I'm trying to prove a result about differential equations and maximal solutions (for me, a maximal solution of a diferential equation is a solution that can not be extended beyond its domain, i.e., if $f:I\to\mathbb{R}$ is a maximal solution of certain ode then there's no other solution $g:I'\to\mathbb{R}$ such that $I\subseteq I'$ and $f(x)=g(x)$ for every $x\in I$). This is the exercise:
If $f:I\to \mathbb{R}^n$ is maximal solution of the differential equation $x'=s(x)$, then one of the next statements hold:
- $f$ is inyective.
- $I=\mathbb{R}$ and $f$ is constant.
- $I=\mathbb{R}$ and $f$ is periodic (non-constant).

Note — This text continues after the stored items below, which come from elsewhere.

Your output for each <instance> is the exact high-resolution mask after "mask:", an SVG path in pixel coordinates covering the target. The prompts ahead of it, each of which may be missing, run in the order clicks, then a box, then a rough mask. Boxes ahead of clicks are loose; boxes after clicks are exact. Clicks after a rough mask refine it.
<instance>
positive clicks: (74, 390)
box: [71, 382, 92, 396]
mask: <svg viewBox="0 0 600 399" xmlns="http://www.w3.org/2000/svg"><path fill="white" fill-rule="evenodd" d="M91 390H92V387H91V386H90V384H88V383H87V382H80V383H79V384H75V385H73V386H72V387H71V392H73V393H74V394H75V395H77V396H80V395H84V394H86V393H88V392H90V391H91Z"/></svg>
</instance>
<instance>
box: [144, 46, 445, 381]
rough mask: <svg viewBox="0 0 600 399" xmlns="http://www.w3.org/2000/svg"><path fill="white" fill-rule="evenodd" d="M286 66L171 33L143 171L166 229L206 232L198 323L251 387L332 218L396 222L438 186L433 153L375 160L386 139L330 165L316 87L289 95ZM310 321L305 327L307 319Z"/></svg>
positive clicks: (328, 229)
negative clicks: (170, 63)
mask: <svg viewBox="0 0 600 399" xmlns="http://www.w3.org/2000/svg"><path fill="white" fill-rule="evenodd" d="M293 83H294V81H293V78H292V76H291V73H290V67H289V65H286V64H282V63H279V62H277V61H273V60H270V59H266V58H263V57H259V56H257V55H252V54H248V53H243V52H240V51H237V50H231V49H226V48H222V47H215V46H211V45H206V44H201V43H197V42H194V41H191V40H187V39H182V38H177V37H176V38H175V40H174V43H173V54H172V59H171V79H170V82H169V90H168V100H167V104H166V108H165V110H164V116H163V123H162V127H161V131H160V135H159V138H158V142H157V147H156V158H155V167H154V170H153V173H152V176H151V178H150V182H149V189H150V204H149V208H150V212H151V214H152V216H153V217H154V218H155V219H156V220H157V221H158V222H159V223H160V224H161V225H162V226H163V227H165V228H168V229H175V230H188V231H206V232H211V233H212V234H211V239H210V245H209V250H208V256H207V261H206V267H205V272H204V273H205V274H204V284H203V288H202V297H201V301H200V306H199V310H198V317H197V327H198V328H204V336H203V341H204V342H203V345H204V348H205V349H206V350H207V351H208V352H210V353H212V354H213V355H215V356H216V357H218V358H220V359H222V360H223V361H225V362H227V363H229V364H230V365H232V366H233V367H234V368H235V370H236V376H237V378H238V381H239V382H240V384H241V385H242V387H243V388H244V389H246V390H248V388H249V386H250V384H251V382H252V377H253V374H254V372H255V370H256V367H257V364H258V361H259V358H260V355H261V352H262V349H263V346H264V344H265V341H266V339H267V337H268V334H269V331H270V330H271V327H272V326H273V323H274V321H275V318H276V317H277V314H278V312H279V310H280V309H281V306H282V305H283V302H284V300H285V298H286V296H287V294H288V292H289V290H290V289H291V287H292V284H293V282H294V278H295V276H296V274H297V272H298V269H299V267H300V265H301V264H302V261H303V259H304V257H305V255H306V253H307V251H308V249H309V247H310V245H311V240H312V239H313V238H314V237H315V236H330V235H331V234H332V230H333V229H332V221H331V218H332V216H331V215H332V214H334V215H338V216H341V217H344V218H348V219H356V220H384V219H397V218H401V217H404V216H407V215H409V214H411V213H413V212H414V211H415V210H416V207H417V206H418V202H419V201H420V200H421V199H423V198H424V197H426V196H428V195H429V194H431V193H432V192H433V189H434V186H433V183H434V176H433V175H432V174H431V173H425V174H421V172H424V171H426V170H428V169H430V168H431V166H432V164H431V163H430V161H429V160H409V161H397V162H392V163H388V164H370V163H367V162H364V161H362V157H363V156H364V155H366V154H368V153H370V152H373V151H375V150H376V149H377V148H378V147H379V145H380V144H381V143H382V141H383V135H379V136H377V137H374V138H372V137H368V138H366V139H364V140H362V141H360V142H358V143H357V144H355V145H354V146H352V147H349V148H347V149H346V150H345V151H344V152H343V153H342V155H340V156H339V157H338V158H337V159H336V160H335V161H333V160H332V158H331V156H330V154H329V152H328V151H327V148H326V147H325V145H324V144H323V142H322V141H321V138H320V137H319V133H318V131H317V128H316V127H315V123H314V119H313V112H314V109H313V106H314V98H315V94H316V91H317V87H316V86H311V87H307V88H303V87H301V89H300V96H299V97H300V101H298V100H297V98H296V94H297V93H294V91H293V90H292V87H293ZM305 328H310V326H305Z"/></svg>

I think the next is a natural procedure: first I assume $f$ is not injective and then i prove that $I=\mathbb{R}$. Finally i prove that if $f$ is not constant, it must be periodic. But then i get stuck without even beginning. Any hints about a good direction will be appreciated.
Suppose that 1. does not hold. Then there exist $x_1,x_2$ with $x_1<x_2$ in the domain of the solution such that $y(x_1)=y(x_2)$. Let $T=x_2-x_1$. Then $z(t)=y(x+T)$ is a solution and $z(x_1)=y(x_1+T)=y(x_2)=y(x_1)$. By uniqueness, $y$ and $z$ coincide. This means that either $y$ is constant or periodic of period $T$.
Note: the above uses uniqueness of solutions. The equation $y'=2\sqrt{|y|}$ has solutions of the form $$ y_a(x)=\begin{cases}0&x\le a\\(x-a)^2&x>a\end{cases} $$ for any $a>0$. They do not satisfy any of 1., 2., 3.